It almost seems too easy to change history
today by overanalyzing and twisting perceptions. Your friend comes up to you with a pale face,
racing heart, and stammering words. “I
saw a ghost!” they shout. You begin the
process of dissecting the event. “Where
were you? What time was it? What
happened?” They walk you through the
event—with passion in their words. The
event obviously altered their perception and impacted them. Now comes your choice to believe or reject
their story.
Most people would be skeptical and want to
experience the ghostly encounter before diving off the cliff of sanity and
believing that ghosts exist. You decide
to visit this haunted house and find out for yourself if ghost wander the
hallways of the condemned house. Nothing
happens to you. You don’t brush
shoulders with the undead. You go on
believing that ghosts don’t exist. A
year later you do the same thing—same results.
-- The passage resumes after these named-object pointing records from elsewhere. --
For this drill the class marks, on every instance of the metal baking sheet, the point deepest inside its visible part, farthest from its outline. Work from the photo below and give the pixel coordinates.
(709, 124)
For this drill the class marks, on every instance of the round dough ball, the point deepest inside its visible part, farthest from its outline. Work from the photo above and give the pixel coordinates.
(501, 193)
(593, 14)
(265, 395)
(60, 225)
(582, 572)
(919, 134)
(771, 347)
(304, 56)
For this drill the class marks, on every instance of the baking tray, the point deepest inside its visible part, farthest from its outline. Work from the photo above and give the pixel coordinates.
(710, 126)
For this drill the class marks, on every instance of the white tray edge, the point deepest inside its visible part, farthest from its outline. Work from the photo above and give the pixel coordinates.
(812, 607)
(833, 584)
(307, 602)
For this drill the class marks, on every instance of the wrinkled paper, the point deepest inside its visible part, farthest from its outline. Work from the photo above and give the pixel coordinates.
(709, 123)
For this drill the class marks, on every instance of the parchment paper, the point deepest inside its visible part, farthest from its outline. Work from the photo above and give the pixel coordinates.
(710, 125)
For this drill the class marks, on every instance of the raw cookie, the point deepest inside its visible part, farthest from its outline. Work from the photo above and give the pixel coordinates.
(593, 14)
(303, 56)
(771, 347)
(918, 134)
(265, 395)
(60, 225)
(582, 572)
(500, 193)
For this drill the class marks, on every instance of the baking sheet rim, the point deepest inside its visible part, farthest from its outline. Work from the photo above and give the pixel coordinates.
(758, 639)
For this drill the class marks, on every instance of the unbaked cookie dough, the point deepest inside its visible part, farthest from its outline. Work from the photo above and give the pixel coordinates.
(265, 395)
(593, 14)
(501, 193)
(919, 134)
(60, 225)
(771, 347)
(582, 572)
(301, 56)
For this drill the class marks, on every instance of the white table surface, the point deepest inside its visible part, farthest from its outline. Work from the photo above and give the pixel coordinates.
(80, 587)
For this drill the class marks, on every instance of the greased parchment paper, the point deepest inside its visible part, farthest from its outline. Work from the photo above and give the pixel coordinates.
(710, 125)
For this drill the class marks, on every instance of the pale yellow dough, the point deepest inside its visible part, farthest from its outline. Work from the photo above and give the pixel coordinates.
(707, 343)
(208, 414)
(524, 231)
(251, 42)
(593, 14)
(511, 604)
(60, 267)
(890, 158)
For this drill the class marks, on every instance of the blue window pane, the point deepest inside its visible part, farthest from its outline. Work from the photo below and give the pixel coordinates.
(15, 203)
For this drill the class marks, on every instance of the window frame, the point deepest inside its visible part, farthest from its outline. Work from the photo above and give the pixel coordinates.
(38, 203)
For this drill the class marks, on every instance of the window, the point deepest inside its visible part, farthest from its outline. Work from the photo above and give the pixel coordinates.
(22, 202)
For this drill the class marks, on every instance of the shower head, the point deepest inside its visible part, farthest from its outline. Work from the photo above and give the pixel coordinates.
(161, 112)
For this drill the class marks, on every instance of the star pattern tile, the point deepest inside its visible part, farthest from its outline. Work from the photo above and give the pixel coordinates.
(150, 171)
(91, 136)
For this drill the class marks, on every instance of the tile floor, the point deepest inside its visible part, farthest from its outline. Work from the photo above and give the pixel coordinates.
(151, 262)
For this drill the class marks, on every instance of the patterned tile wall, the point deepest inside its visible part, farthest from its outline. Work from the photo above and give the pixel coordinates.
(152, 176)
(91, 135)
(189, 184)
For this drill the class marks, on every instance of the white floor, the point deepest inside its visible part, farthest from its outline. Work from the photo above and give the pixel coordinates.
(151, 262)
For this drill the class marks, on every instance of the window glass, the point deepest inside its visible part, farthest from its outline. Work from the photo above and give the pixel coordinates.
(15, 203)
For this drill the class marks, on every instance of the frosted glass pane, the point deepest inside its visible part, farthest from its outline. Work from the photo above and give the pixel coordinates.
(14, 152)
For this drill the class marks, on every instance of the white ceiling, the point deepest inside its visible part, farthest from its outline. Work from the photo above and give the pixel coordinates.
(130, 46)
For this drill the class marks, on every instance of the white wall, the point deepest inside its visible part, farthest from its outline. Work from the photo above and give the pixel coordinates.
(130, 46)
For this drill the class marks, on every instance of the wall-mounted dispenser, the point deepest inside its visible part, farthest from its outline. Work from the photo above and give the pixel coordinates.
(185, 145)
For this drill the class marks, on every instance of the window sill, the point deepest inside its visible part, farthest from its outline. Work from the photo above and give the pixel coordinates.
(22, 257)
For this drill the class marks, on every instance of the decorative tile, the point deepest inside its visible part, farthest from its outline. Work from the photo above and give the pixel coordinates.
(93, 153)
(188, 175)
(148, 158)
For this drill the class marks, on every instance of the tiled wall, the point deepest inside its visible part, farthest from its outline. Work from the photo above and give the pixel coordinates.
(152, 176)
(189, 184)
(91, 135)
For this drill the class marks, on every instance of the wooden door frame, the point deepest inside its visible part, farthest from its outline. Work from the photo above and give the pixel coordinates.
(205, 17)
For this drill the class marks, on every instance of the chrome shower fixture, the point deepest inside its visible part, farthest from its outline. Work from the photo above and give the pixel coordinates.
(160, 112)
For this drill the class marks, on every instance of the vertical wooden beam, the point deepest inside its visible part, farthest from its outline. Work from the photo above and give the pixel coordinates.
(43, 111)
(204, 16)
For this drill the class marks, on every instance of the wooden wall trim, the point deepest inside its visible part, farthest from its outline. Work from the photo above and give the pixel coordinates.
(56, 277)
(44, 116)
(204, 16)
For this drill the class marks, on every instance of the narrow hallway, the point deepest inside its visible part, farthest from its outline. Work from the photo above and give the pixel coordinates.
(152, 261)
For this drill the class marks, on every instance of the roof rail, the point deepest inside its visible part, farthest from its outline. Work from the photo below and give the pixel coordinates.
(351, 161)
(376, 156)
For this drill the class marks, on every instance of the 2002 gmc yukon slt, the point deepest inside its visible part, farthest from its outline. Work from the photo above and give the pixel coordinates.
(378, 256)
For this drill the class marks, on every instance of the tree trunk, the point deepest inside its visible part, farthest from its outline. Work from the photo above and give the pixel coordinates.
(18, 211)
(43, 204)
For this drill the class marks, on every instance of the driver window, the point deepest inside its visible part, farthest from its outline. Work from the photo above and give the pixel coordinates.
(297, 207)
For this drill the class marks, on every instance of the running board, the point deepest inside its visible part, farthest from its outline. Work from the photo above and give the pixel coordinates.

Another year passes, and you’ve come to a point where you want to
believe because of the impact it had on your friend. This time, you actually see a hovering
spirit. You believe!
You rush to your friend and share your
experience with them. But they’ve had
time to question the original sighting and came to the conclusion that ghosts
don’t exist and the event was just an emotional response to a hallucination. “What!? No! You actually saw the same thing
and experienced it. Why are they
changing the past?
Belief does that to us sometimes. If we’re not careful, we can do the same
thing to our faith. God enters our
personal space and touches us. It changes us and we run around—on fire with
this encounter. Time passes, and the
inferno becomes a dwindling flame. But
don’t hurt yourself by nitpicking the event that sparked change in your life
and concluding that you somehow had control over God’s appearance. Don’t question it so much that you step back,
take a different aspect, change your perspective, step back into the role, and
convince yourself that something else took place. You can’t rewrite history in honesty.